Tuesday, October 24, 2017

Harvey Weinstein Heads to Rehab

Yesterday I read that Harvey Weinstein is checking into a facility for treatment of "sex addiction." Is repetitive sexual harassment or sexual assault a form of sex addiction? 

Sex addiction, like any addiction, is a repetitive, compulsive behavior. The hallmark of any addictive behavior is that it is experienced as being outside of the person's control. A common self-test for addiction is to try to stop the behavior for a period of time. If you find that you are engaging in the behavior after you told yourself you wouldn't, this could be a sign of an addictive disorder. Simply making something a habit is not itself  a sign of addiction. If the behavior is under the person's control, an addiction has not been established regardless of how dysfunctional the behavior is.

Sex addicts typically either frequent prostitutes, pick up random strangers for sex on a regular basis, or spend hours masturbating to online pornography. Some also compulsively attend peep shows and strip clubs. Eventually they start to realize that they are spending enormous amounts of time or money (or both) on their sexual activities, and perhaps endangering their health or even their lives. At this point an addiction has been established, and sometimes, people seek help.

Based on the publicly reported evidence, Weinstein appears to have exercised great control and planning in his harassment activities. Subterfuge and the assistance of allies appear to have been involved in the various scenarios that have been reported. The cost of hiding the behavior appears to have been calculated. This type of planning and execution is rare in addictive behaviors, because, as I said, the hallmark of addiction is that the behavior has spun out of control. In addition, on a deeper psychological level, addiction is about a regression in which the person unconsciously grants power to a substance or behavior, enacting a dominance/submission dynamic in which the addict is the submissive. In Weinstein's case, it's obvious that the dynamic went the other way in his encounters with young actresses and models.
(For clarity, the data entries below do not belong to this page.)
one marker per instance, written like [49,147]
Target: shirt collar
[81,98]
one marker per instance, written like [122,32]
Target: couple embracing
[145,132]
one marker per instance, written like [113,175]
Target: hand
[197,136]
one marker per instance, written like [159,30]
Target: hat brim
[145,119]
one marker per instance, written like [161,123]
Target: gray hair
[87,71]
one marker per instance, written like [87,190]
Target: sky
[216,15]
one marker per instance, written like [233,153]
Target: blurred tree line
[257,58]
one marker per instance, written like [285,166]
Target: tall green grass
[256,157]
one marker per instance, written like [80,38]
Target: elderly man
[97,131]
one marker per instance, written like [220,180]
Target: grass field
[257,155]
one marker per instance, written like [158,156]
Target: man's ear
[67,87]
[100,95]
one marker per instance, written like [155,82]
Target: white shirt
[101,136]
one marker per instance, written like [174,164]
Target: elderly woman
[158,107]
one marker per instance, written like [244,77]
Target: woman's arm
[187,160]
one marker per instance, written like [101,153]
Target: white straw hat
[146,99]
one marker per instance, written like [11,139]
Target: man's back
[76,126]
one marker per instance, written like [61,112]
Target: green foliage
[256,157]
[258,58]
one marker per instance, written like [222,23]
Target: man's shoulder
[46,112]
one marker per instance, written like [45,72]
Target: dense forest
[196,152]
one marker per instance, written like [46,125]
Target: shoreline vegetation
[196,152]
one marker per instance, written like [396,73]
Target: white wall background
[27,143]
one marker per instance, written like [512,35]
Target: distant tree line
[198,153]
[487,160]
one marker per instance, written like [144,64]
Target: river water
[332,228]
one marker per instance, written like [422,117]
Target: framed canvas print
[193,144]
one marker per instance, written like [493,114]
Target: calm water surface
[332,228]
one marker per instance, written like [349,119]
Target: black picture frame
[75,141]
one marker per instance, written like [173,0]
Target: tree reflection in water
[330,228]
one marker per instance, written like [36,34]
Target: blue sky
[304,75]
If it's not an addictive disorder, is it possible that Weinstein has a different clinical disorder? It's possible and perhaps likely, but it may be one that it is extremely difficult to treat. Pleasure in exercising control and dominance over others is sadism, a psychological phenomenon that is rarely treated because sadists don't seek help. I'm not aware of any standard treatment protocols for sadism except perhaps psychoanalytic therapy to resolve early childhood traumas and conflicts, but, as sadists are rarely interested in such treatment, there isn't a lot of evidence regarding outcomes. Sadism is often a component of antisocial personality disorder (also called sociopathy or psychopathy) and this disorder is notoriously difficult to treat. Confrontation and limit-setting may be the only ways to address sociopathic behavior. People, like other animals, respond to negative consequences for behavior.